Comment & Analysis
Editorial
Sep 9, 2018

USI Has Stepped Off the Anti-Fees Pedal, and May End Up Regretting It

Despite signs that the tide has turned away from a student loan scheme, universities are still starved of funding.

Léigh as Gaeilge an t-Eagarfhocal (Read Editorial in Irish) »
By The Editorial Board

This year isn’t the first time that the Union of Students in Ireland (USI) has decided against holding its annual March for Education. In 2015, after the momentous victory of the yes side in the marriage equality referendum and with a general election on the horizon, the student movement also took a breather and opted to hold a national voter registration day in the march’s stead.

The circumstances now are almost identical. This time, however, USI’s reason for cancelling the March for Education – which students and policymakers have come to expect annually – is to join the national march for housing on October 3rd.
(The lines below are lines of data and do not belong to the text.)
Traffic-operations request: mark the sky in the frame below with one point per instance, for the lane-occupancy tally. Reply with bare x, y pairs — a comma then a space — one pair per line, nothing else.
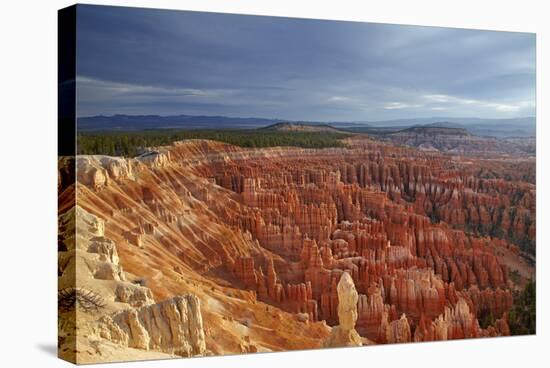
142, 61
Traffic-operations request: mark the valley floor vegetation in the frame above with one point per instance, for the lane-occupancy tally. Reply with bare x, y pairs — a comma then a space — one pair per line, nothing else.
132, 143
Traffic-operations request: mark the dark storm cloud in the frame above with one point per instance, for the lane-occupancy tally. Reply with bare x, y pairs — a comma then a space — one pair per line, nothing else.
138, 61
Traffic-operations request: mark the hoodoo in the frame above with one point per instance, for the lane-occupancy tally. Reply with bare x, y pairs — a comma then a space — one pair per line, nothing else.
345, 334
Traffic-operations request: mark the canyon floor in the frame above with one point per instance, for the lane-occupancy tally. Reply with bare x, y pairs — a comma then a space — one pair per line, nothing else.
205, 248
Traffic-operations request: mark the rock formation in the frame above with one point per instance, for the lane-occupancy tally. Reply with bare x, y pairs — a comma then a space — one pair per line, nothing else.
345, 334
264, 237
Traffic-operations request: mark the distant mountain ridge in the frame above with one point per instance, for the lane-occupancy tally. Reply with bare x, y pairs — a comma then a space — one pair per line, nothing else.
500, 128
301, 127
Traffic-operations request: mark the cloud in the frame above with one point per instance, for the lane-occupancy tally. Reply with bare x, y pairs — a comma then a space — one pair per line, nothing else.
145, 61
399, 105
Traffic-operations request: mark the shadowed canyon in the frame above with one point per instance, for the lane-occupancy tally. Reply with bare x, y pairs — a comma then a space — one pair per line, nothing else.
206, 248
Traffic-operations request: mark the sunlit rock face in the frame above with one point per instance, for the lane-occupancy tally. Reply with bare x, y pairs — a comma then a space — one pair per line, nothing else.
281, 246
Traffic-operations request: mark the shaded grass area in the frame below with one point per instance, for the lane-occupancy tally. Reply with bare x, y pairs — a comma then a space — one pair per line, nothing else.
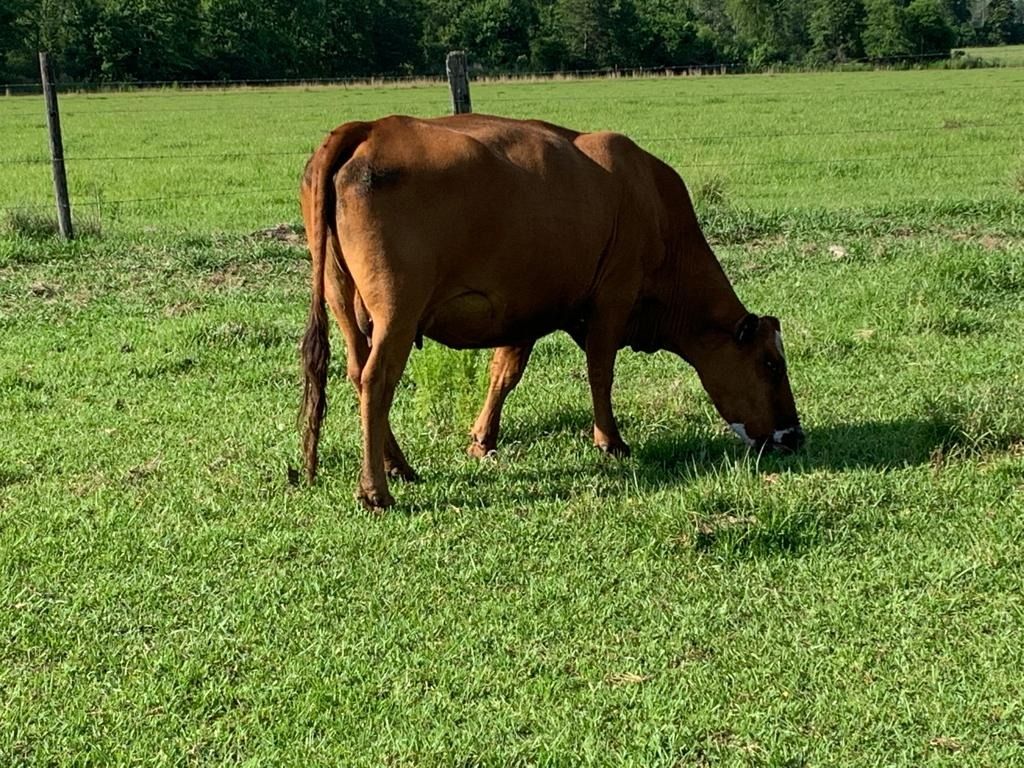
169, 597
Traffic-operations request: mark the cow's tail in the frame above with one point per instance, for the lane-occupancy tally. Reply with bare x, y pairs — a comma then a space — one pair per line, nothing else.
318, 211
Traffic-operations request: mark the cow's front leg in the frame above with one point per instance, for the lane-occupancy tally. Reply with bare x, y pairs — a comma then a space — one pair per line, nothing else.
507, 366
601, 347
380, 376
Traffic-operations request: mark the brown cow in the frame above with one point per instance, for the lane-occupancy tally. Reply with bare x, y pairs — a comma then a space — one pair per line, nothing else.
484, 231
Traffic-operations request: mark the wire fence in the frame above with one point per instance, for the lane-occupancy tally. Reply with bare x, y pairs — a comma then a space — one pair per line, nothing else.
485, 76
29, 118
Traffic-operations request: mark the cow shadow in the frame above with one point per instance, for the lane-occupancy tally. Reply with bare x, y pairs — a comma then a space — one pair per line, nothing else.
875, 444
673, 460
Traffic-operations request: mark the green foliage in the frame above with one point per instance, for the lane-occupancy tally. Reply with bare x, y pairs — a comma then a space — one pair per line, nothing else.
929, 27
885, 30
141, 40
836, 28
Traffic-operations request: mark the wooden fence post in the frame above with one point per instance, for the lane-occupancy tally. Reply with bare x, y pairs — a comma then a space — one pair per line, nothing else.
56, 148
459, 82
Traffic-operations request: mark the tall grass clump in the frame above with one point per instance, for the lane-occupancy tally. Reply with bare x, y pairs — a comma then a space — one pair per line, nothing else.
449, 385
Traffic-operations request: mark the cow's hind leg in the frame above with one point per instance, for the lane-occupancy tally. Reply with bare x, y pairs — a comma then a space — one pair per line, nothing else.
388, 353
507, 366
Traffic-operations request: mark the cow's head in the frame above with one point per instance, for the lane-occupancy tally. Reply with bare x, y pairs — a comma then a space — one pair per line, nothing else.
745, 375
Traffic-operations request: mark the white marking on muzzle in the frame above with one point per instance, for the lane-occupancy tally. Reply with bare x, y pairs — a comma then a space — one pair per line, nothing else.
740, 430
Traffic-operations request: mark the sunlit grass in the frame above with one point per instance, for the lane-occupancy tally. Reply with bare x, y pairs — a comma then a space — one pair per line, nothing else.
167, 597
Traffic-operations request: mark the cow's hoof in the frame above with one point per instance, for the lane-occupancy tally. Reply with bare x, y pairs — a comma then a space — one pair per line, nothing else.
479, 451
375, 501
401, 471
619, 450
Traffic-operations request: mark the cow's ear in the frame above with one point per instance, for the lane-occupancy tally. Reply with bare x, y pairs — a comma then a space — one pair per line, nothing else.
747, 329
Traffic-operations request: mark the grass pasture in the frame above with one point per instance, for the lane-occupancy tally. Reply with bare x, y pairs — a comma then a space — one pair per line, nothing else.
167, 597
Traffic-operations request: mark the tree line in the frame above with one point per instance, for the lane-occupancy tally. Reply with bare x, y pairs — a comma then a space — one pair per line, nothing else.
169, 40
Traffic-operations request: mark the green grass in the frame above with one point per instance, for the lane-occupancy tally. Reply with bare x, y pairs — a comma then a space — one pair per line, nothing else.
1007, 55
167, 597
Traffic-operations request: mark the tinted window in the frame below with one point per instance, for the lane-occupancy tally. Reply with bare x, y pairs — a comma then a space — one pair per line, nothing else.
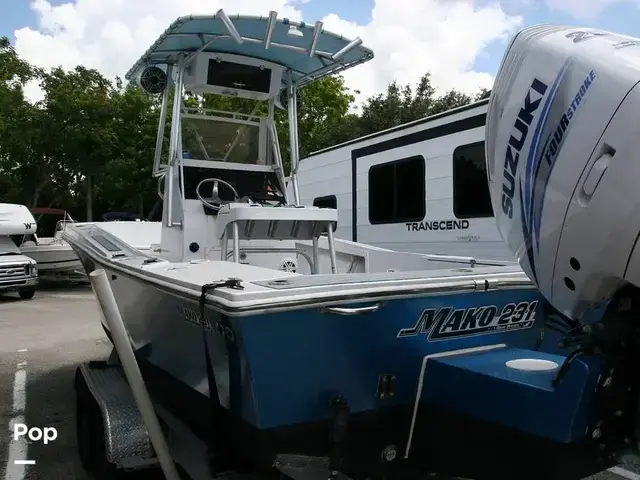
237, 75
397, 191
471, 198
328, 201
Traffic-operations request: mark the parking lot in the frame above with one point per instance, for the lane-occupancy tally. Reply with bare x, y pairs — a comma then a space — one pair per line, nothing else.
41, 343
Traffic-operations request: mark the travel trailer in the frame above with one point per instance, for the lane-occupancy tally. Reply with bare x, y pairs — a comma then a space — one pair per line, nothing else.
419, 187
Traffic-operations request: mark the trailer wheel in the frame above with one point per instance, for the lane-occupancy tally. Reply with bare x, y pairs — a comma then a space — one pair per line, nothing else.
91, 435
27, 293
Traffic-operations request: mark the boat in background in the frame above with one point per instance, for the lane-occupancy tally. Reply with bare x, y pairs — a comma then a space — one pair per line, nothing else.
55, 258
18, 273
122, 217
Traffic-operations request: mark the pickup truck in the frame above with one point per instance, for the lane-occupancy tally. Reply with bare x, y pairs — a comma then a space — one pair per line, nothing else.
18, 273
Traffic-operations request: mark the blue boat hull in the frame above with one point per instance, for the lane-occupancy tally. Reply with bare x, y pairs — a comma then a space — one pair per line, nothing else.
277, 374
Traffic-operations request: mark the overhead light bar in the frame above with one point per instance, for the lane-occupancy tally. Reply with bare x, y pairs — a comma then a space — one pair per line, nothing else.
347, 48
271, 25
316, 36
230, 26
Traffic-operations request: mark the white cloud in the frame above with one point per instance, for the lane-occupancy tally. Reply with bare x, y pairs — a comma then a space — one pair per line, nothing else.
409, 37
585, 9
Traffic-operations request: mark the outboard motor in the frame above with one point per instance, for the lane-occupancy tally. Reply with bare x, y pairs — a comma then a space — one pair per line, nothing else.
562, 147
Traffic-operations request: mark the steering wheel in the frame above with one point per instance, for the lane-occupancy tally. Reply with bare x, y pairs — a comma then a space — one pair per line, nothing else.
214, 202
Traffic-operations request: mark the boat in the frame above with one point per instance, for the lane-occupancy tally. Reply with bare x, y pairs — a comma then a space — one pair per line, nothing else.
369, 364
55, 258
18, 273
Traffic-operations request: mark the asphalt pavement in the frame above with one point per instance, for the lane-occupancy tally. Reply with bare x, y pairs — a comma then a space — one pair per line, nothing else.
41, 343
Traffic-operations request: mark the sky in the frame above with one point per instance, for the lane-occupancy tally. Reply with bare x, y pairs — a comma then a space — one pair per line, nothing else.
460, 42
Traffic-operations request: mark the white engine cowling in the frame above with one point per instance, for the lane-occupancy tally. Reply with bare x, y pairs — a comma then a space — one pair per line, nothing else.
563, 159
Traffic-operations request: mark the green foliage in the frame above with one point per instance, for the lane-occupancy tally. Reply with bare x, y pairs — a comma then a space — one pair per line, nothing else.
88, 146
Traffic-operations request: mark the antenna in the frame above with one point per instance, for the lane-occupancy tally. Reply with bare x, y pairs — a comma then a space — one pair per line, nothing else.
347, 48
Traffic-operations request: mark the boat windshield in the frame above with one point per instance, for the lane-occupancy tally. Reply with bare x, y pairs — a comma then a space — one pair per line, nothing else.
221, 140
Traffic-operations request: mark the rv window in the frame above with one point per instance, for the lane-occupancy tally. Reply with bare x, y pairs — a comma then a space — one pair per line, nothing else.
329, 201
471, 198
397, 191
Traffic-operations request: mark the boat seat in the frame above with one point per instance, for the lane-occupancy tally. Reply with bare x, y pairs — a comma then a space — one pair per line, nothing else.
290, 222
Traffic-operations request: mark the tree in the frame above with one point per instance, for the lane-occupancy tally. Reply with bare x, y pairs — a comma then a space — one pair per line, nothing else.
22, 160
78, 109
400, 105
126, 182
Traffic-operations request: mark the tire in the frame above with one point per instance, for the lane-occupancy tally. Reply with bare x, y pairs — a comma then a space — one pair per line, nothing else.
91, 435
27, 293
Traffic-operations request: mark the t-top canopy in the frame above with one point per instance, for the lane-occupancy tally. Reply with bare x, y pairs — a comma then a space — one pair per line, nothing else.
308, 51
More shocking news surrounding the indisputably horrendous housing crisis emerges every day. No household in Ireland has been left unaffected, and no student has either. For the student movement, then, choosing to fight against the housing crisis is not an outlandish one. But to push the fight against fees to the side could be a move they will regret.

ADVERTISEMENT

It’s true that at this stage, even if he wanted to, Taoiseach Leo Varadkar wouldn’t have the time to introduce an income-contingent loan scheme or any other major change to the way higher education is funded before the next general election – whenever it may be. Students, however, seem to have to interpreted this as cause for some celebration. The fact remains, though, that universities are starved of funding and are resorting to desperate measures to survive – all at the cost of students’ education.

It’s not that the March for Education is the only way to stave off the introduction of loans or that it would guarantee the injection of much-needed funding into the sector. But its absence sends a clear message that this is no longer topping the list of priorities for the student movement.

The political tide may have turned away from loans – even universities now realise this – but if the student movement won’t stand up passionately against the threat of rising fees, who will?